Google, Facebook and Boxee Respond to Apple

Update 2: Swisher reports...
Google, Facebook and Boxee Respond to Apple
Written by Chris Crum

Update 2: Swisher reports that Facebook blocked API access to Ping after failing to strike an agreement with Apple, so Apple removed the feature after launch. She credits "sources familiar with Facebook’s platform" with this information. 

With regards to Facebook and Ping, Dan Frommer points out that the screenshots Apple used in its prsentation actually did show Facebook integration. MG Siegler also notes that he actually was able to connect to Ping with Facebook, but then it disappeared. It appears that Apple may have pulled Facebook from it at the last minute. Siegler writes:

I can tell you for sure that yesterday Facebook Connect was a part of Ping — because I used it.

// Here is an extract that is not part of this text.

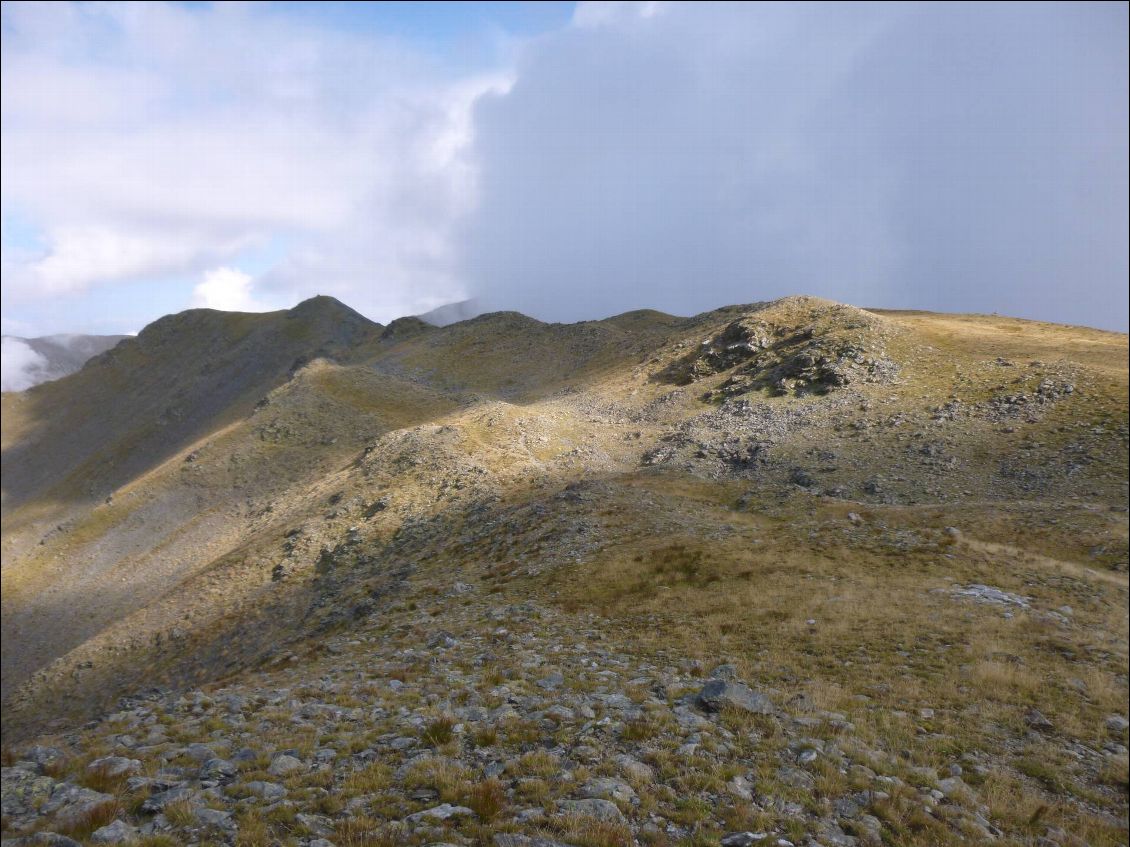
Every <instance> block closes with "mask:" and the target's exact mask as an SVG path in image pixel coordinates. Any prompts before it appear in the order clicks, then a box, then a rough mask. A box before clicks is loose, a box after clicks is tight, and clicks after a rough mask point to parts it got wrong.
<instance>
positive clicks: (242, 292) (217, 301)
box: [192, 268, 263, 312]
mask: <svg viewBox="0 0 1130 847" xmlns="http://www.w3.org/2000/svg"><path fill="white" fill-rule="evenodd" d="M251 287H252V279H251V277H250V276H249V274H246V273H244V272H243V271H237V270H235V269H233V268H217V269H215V270H211V271H208V272H207V273H206V274H205V278H203V281H201V282H200V285H198V286H197V287H195V288H193V289H192V305H193V306H195V307H201V308H218V309H220V311H223V312H262V311H263V307H262V306H261V305H260V304H259V303H257V302H255V298H254V297H253V296H252V291H251Z"/></svg>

When I first loaded iTunes 10 yesterday and started up Ping, connecting with Facebook was the first thing I did to find friends. At first, I will say that it didn’t work. I hit the Connect button, entered my credentials, and nothing happened. But I tried again and it worked perfectly. I found a handful of Facebook friends who had just started using Ping as well and connected with them.

He also claims that he’s still connected to the Ping app from within Facebook and that while Facebook isn’t on iTunes, it’s still live. 

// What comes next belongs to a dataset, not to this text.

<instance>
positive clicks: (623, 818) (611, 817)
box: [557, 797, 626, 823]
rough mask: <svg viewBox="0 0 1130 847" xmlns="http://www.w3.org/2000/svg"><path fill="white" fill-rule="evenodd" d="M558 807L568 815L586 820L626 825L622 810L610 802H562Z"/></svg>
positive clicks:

Original Article: At Apple’s music event yesterday, where the company launched a new version of iOS, a new version of iTunes with a new social network (Ping), a new line of iPods, and a new version of Apple TV, Steve Jobs took a shot at Google involving numbers of smartphone activations.

Last month, Google CEO Eric Schmidt said that Android gets over 200,000 devices a day.

"People throw out a lot of numbers about how many devices they’re activating per day," Jobs is quoted as saying. "We are doing 230,000 activations a day.  We think our friends may be counting upgrades – if we were counting upgrades, that would be way higher."

Fortune has a quote from a Google spokesperson responding to those comments: "The Android activation numbers do not include upgrades and are, in fact, only a portion of the Android devices in the market since we only include devices that have Google services."

Ping, the iTunes social network, is like Facebook or Twitter meets iTunes. That’s the way Jobs described it in the announcement, anyway. While that may be the case, and it may even resemble Facebook, there is no integration with either Facebook or Twitter (or other social networks).

iTunes 10

Kara Swisher was able to speak to Jobs about this, who said Facebook wanted "onerous terms that we could not agree to." When asked about integrating Facebook Connect to help people find their friends, Swisher quotes him saying (or shrugging rather), "We could, I guess."

She also got this statement from Facebook on the matter: "Facebook believes in connecting people with their interests and we’ve partnered with innovative developers around the world who share this vision. Facebook and Apple have cooperated successfully in the past to offer people great social experiences and we look forward to doing so in the future."

Om Malik at GigaOm calls Ping "the future of social commerce". "From a content perspective, there are three different types of media we love to talk about: movies we see, music we listen to and books we are reading," he says. "These are accepted social norms. In fact, many relationships are made on the basis of collective love of a movie and many friendships have started with mixed tapes."

Boxee, whose Boxee Box is due out in November, had some comments on Apple’s Apple TV announcement. These two are now direct competitors. On the Boxee blog, Avner Ronen writes:

We think people want to be able to watch anything that they can watch on their computer, only on their bigscreen TV.  There is an overwhelming consumer expectation that the content we can consume in our cubicles, our dorm rooms, and in our laps should be available in our living rooms, in full 1080p with a gorgeous interface.  It’s a simple premise, but the challenge is to do it in a way that makes sense in that space, so you can put your feet up, grab a remote and start watching. No keyboards, mice, windows or labyrinthine menus. It should be calm and it should be beautiful. And it *must* be open.

We all watched the Apple announcement. We walked away feeling strongly confident about the space it left for Boxee to compete. We have a different view of what users want in their living rooms.  We are taking different paths to get there. The Boxee Box is going to be $100 more expensive than the Apple TV, but will give you the freedom to watch what you want.

We think it’s worth it.

NewTeeVee has a comparison of Apple TV, the Boxee Box, and Roku, which some have also said is superior to the new Apple TV.